I'm home from my weekend excursion to Ontario for the Podcast and New Media Expo. The conference was a perfect blend of networking, learning and socializing. Returning home has also presented me with a perfect opportunity to employ some tried and true GTD strategies. Taking three days off of your typical work schedule to go and learn new things creates an abundance of backlogged work to attend to when you return to the home office. On top of everything you haven't done the past few days, your mind is overflowing with new ideas, contacts to follow up on, and leads to track down. Re-entry can be overwhelming and difficult.

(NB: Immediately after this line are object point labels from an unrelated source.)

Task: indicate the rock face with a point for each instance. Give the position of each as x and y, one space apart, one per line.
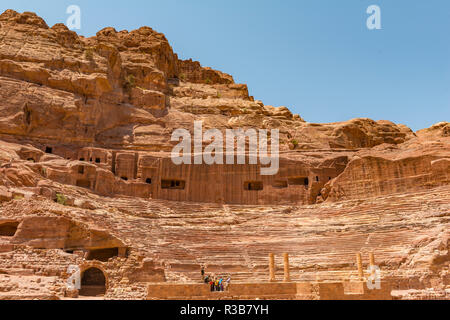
86 177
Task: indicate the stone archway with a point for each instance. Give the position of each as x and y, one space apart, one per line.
93 282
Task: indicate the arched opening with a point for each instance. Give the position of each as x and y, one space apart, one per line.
8 229
253 186
84 184
93 283
102 255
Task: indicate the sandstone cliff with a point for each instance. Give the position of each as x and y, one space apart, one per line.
86 178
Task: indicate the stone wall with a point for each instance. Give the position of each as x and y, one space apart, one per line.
293 291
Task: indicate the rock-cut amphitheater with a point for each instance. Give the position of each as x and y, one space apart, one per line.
87 183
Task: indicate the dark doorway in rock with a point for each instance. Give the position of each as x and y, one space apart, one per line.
8 229
299 182
84 184
102 255
93 283
280 184
253 186
173 184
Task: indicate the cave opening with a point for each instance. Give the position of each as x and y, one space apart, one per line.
93 283
84 184
8 229
173 184
102 255
253 186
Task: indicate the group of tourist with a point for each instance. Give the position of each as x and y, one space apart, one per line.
217 284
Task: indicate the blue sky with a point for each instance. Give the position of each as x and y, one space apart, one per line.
316 57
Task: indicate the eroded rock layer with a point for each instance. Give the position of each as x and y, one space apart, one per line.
86 178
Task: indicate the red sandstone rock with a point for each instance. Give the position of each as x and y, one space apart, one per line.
86 177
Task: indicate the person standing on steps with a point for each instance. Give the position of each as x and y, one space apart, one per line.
227 283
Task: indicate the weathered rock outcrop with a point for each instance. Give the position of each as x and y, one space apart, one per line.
86 177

I have set aside tomorrow to follow up on my conference "to do" items. These include:
- Following up with new contacts personally. One of the major motivators to attend a professional development opportunity is to connect with colleagues. I plan to make personal contact via email, letters and social networking platforms like Facebook to solidify the relationships formed at the conference and to thank these people personally for greatly enhancing my enjoyment of the conference.
- Reviewing materials from the conference. This includes, but is not limited to, reviewing things picked up from vendors at booths, from classes and seminars attended, and from the conference packet. I have collected all of these in one central location but need to take them time to process and act upon them. Classic GTD "next action" is in order here.
- Following up on purchasing decisions. I attended this conference to educate myself prior to making equipment purchasing decisions. I need to compare quoted "show specials" versus prices at an online vendor recommended by my fellow conference attendees. This needs to be done promptly so that if I do decide to purchase from conference vendors, I will make my buys before the special prices expire.
- Determining how what I learned will impact upon my work long term. I want to spend at least a few hours contemplating and documenting my goals for the future based upon what I learned at this conference. Hopefully this will solidify into some long term action plans. My work in this area needs to include David Allen's five stages model: Defining the purpose, envisioning the outcome, brainstorming, organizing and identifying next actions.
I have my work cut out for me, but I'm energized by what I learned this weekend and anxious to see the impact that attending this conference will have upon my work. Getting this stuff done may be a challenge with a busy week ahead, but I know that taking the time to follow up on these details will pay dividends and create better networking relationships in the long run.